Beschwerdewert: 100.000 EUR
Gründe
Die zulässige Beschwerde des Antragstellers hat in der Sache keinen Erfolg.
I. Bereits mangels Vorliegens eines Verfügungsgrundes unzulässig ist das
Eilbegehren mit den Hilfsanträgen, welche der Antragsteller mit Schriftsatz vom
27.05.2008 erstmals gestellt hat. Die Hilfsanträge unterscheiden sich von den
Hauptanträgen dadurch, dass der letzte Halbsatz fehlt: „… solange die Produkte
nicht als Arzneimittel zugelassen sind“. Der Antragsteller stellt sie für den Fall,
dass der Senat der Auffassung sein sollte, die Produkte der Antragsgegnerin seien
als ergänzende bilanzierte Diäten für besondere medizinische Zwecke im Sinne
des § 1 Abs. 4 a S. 3 Nr. 2 DiätV verkehrsfähig.
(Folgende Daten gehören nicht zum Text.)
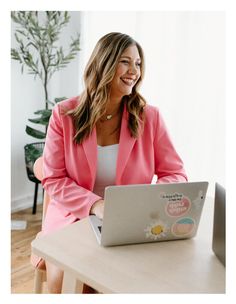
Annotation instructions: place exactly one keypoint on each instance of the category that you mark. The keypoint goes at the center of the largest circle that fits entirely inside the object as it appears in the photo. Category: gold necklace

Zur Begründung führt der
Antragsteller aus, es sei unstreitig, dass die Produkte der Antragsgegnerin nicht
als ergänzende bilanzierte Diäten in den Verkehr gebracht würden, sondern als
Lebensmittelzusatz.
Abgesehen davon, dass es ein ungewöhnliches prozessuales Vorgehen ist, als
Antragsteller selbst zur Einordnung eines angegriffenen Erzeugnisses, hier als
ergänzende bilanzierte Diät, nichts vorzutragen und ein Verbot für den Fall zu
beantragen, dass der Senat – aus welchen Gründen auch immer – zu einer
solchen Einschätzung gelangt, führt der Antragsteller mit diesen Hilfsanträgen
über vier Monate nach Einleitung des Eilverfahrens einen neuen Streitgegenstand
ein, wofür kein Verfügungsgrund besteht. Der Antragsteller war nicht gehindert,
diesen rechtlichen Gesichtspunkt von Anfang an zum Gegenstand eines hilfsweise
verfolgten Begehrens zu machen. Mit seinem Zuwarten hat er die
Dringlichkeitsvermutung des § 12 Abs. 2 UWG widerlegt.
II. Hinsichtlich der Hauptanträge besteht jedenfalls kein Verfügungsanspruch. Ein
solcher folgt insbesondere nicht aus §§ 3, 4 Nr.11 UWG i. V. m. §§ 2, 21 AMG.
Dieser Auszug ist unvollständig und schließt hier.